Izaak & Dorothy Killam
If Izaak Killam (1885-1955) had his way, one of Dalhousie’s most important buildings may never have been built. Although the Yarmouth, N.S.-born financier-cum-philanthropist and his American-born wife, Dorothy (1900-1965), were both passionate about supporting universities in Canada, Izaak was against putting money into capital projects such as buildings.
But Dorothy felt strongly about a memorial to her husband after his death on a Quebec fishing trip in 1955 and, in 1964, committed $8 million in her will towards the construction of the Izaak Walton Killam (IWK) Children’s Hospital in Halifax. She died a year after announcing that commitment, but not before she had a chance to talk with Dal President Henry Hicks about her desire to contribute to a second building in Halifax — this time, at his university. The Killam Memorial Library was the result.
The Killams built their fortune in the financial industry, initially, and later developed major investments in pulp and paper, and electricity providers. Dorothy inherited Izaak’s $83-million estate and built upon it substantially over the decade after his death. She made tens of millions by selling shares in some of the companies her husband had invested in, and continued to grow the fortune through savvy investments in short-term bonds.
While the Killam Library may be the most obvious physical reminder of the couple’s Dal legacy, it’s the academic trusts established by Dorothy's nearly $100-million estate that have been truly transformative for Dal and other post-secondary institutions across Canada. Dal’s portion of what became known as the Killam Trusts — built on a $30-million gift from the estate — established academic chairs, a salary fund and new graduate scholarships. It allowed Dal to attract scholars from around the world and helped transform the university into the research powerhouse that it is today.

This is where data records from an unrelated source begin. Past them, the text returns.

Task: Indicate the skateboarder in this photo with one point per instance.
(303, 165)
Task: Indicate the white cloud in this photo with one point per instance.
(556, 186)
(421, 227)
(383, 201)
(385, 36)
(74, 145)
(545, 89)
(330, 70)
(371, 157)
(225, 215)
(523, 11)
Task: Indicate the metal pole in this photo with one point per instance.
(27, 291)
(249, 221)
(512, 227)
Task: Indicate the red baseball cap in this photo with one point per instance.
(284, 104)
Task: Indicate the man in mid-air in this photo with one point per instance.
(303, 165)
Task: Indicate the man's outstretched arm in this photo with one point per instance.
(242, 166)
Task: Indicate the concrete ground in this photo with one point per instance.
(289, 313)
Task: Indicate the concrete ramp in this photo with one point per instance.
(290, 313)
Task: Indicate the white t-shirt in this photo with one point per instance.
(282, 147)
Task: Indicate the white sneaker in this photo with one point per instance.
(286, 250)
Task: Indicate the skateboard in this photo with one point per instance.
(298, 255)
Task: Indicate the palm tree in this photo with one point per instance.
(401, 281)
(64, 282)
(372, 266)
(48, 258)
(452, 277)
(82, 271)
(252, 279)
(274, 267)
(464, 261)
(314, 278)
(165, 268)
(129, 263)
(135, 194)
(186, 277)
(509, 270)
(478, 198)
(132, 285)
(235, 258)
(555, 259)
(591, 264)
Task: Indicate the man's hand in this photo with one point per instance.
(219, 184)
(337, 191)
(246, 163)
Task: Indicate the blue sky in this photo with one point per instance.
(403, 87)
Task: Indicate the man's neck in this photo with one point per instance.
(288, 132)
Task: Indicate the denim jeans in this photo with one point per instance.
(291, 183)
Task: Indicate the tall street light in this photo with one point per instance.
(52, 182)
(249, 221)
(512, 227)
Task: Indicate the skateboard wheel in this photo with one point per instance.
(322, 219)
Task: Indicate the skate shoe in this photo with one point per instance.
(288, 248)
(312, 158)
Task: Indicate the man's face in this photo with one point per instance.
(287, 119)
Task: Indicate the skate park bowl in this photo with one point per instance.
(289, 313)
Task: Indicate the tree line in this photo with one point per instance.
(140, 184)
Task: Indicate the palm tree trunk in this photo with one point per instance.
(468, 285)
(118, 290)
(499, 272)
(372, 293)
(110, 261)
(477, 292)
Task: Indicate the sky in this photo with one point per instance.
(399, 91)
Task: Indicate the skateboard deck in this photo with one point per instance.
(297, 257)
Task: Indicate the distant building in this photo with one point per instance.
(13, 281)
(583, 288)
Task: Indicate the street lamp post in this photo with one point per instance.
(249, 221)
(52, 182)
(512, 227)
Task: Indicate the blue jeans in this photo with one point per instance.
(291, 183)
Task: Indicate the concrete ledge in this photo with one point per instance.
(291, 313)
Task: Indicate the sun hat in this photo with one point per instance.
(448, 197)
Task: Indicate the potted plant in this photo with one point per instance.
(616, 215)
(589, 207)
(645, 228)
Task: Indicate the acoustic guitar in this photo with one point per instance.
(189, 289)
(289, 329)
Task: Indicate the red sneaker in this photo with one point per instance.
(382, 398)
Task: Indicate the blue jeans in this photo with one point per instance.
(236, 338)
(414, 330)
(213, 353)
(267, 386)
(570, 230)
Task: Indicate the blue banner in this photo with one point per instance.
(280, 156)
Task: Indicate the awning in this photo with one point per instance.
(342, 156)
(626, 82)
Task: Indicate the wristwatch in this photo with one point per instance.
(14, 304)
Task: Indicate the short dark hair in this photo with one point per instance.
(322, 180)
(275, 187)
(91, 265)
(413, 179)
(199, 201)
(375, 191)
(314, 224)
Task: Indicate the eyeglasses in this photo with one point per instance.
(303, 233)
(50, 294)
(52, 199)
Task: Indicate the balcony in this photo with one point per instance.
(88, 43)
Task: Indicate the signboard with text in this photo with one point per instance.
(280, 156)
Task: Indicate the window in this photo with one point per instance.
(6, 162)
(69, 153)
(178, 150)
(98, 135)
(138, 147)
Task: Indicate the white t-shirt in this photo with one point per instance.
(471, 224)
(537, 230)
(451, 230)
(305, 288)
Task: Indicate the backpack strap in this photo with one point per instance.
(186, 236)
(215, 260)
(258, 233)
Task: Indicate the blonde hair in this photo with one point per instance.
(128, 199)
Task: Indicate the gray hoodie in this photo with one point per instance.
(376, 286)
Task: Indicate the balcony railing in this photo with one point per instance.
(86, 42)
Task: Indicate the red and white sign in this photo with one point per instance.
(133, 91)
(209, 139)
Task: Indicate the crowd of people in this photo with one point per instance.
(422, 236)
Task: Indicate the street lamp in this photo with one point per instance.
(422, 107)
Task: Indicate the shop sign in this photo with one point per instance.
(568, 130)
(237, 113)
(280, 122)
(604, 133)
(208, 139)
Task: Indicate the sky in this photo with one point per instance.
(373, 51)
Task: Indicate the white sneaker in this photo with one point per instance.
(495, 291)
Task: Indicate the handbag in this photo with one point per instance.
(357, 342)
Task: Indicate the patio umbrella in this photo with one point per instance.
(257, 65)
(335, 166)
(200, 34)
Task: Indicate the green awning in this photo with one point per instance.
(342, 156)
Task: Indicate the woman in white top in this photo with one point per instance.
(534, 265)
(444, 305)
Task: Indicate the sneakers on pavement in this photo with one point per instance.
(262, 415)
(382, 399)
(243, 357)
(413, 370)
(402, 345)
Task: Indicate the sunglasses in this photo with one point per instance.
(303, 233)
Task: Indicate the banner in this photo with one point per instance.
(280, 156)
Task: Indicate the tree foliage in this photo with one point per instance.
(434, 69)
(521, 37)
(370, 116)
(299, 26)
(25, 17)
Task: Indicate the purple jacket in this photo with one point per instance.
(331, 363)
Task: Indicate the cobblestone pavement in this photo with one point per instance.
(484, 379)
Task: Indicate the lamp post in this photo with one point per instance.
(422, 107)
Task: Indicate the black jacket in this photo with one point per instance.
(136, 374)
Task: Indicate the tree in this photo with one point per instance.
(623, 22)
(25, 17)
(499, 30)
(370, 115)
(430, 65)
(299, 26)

The Killams lived large — as evidenced by their many homes, Dorothy’s $4-million collection of diamonds and pearls, and investments in major league baseball — but their commitment to giving back to society was every bit as large. The remainder of their estate was split primarily among three other Canadian universities, a neurological research institute and the Canada Council for the Arts, which provides prizes and fellowships to scholars in the health sciences, natural sciences, engineering, social sciences and humanities.
Flash forward more than 50 years, and Killam Trusts remain one of the only private, philanthropic trusts for higher education in Canada; as of 2015, they have benefitted more than 6,000 individuals across the country. The buildings that bear the Killam name might not be to Izaak’s taste — were he alive to see them — but he’d doubtlessly be impressed by the incredible scholarship and research his fortune has made possible.